In a sharply worded dissent, Justice Paul Anderson said the majority’s decision “does not make sense, and borders on the absurd.” He said it isn’t consistent with what the Legislature intended when it wrote the state’s drug laws. And he blasted Rice County authorities for charging Peck with such a serious crime.

If bong water is considered a drug mixture, and it weighs enough to raise the crime to a first-degree drug offense, the presumed sentence for a first-time offender is seven years and two months in prison, and a felony drug offense goes on his or her record, Paul Anderson wrote.

But if the bong water is treated as part of the drug paraphernalia, as the lower courts held, he wrote, the same defendant would face no more than a $300 fine and the petty misdemeanor conviction would not go on his or her record.
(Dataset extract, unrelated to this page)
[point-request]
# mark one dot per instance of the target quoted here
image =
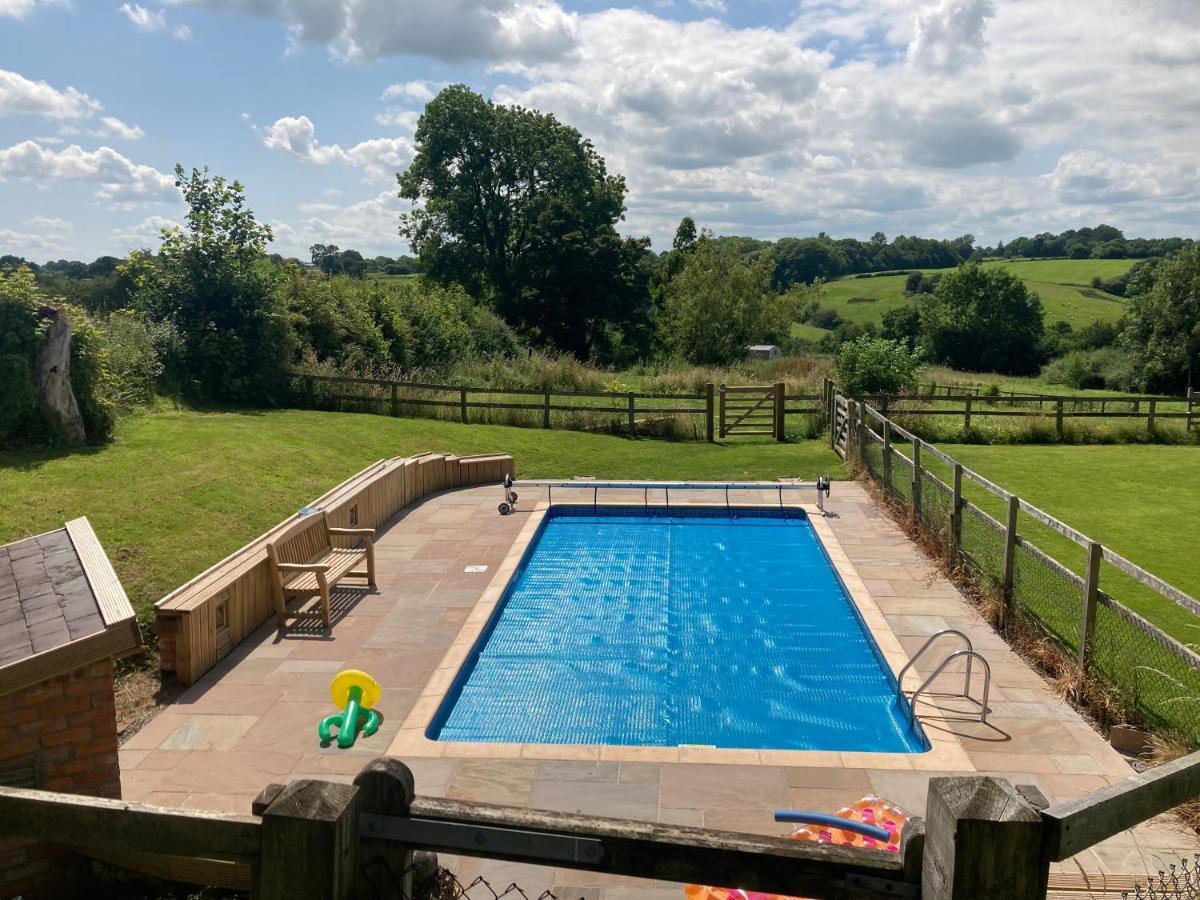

Justices Alan Page and Helen Meyer joined in Paul Anderson’s dissent.

Attorney Bradford Delapena, who represents Peck, said he had not yet had a chance to discuss the ruling with her, but he said the dissent correctly pointed out the problems the ruling raises.

“They’re treating Ms. Peck, who had two tablespoons of bong water, as if she were a major drug wholesaler,” he said.

Delapena said Peck’s case now goes back to the trial court, where he said prosecutors could use the ruling to try to extract a guilty plea to a more serious offense with a stiffer sentence than a $300 fine on a petty misdemeanor. He laughed at the suggestion that it means dope smokers should empty their bongs promptly.

“I wouldn’t presume to draw that lesson,” he said. “I would just stick with the legal lessons.”